In May, the fighting intensified. But on Monday, Sudan’s army chief, Abdel Fattah al-Burhan, announced the appointment of a new prime minister – career diplomat Kamal Idris. The African Union said Idris’s appointment was a “step towards inclusive governance.” But there is little sign of the fighting stopping. In fact, Port Sudan, where much of the humanitarian aid entered into the country, was targeted in drone attacks this month, forcing the U.N. to suspend deliveries. The Sudanese army has said renewed fighting with the RSF will force it to shut down critical infrastructure that its neighbor South Sudan needs to export its oil. South Sudan’s economy is almost wholly dependent on oil. The threat of economic collapse might force South Sudan, which became independent in 2011, to join in the Sudanese civil war.
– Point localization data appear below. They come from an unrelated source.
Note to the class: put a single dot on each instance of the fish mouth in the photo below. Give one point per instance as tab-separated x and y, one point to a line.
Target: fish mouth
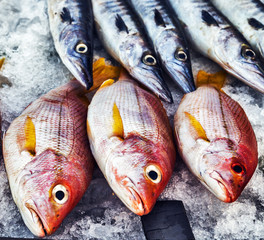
82	74
152	80
220	188
182	77
37	225
132	198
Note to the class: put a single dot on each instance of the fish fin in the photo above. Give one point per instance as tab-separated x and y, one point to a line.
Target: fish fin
159	19
66	15
118	129
255	23
214	79
107	83
102	72
209	19
198	130
121	24
124	74
2	60
30	136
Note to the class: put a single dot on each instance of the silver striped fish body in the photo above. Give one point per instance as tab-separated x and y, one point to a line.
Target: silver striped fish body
143	143
168	41
59	160
216	141
212	35
248	17
71	25
121	36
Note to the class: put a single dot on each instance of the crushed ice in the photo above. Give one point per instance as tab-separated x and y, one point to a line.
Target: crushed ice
33	68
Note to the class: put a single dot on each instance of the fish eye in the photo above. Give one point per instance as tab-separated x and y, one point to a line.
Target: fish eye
149	60
248	53
181	55
153	173
237	168
60	194
81	48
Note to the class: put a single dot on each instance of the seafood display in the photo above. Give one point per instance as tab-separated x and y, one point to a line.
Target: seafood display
216	139
212	35
47	157
168	41
131	140
52	133
71	25
118	30
247	16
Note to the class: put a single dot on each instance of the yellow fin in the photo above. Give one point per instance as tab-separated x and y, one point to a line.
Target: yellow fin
198	129
214	79
118	129
30	136
107	83
2	60
102	72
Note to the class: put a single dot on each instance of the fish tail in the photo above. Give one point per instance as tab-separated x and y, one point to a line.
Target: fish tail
102	72
216	80
2	60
This week, the Trump administration was accused of “illegally” dispatching migrants to South Sudan. A judge said such an action might constitute contempt, but the Department of Homeland Security claimed the men were a threat to public safety. “No country on Earth wanted to accept them,” a spokesperson said, “because their crimes are so uniquely monstrous and barbaric.” The Trump administration’s extraordinary decision to deport migrants to South Sudan, a country on the verge of violent collapse and neighboring a country mired in civil war, is in keeping with his attitude towards the region. The decision, for instance, to shut down USAID only exacerbated the food crisis in Sudan, with soup kitchens closing and a loss of 44% of the aid funding to the country.
With Trump fitfully engaging in all manner of peace talks, from Gaza to Kyiv to Kashmir, why is Sudan being ignored? Given the transactional nature of Trump’s diplomacy, is it because Sudan has nothing Trump wants? In April, for instance, the Trump administration attempted to broker peace between the Democratic Republic of the Congo and Rwanda in Washington, offering security in exchange for minerals. In this colonial carving up of resources, perhaps Trump is content to let his friends in the UAE control Sudan’s gold mines and ignore a civil war he might otherwise try to stop.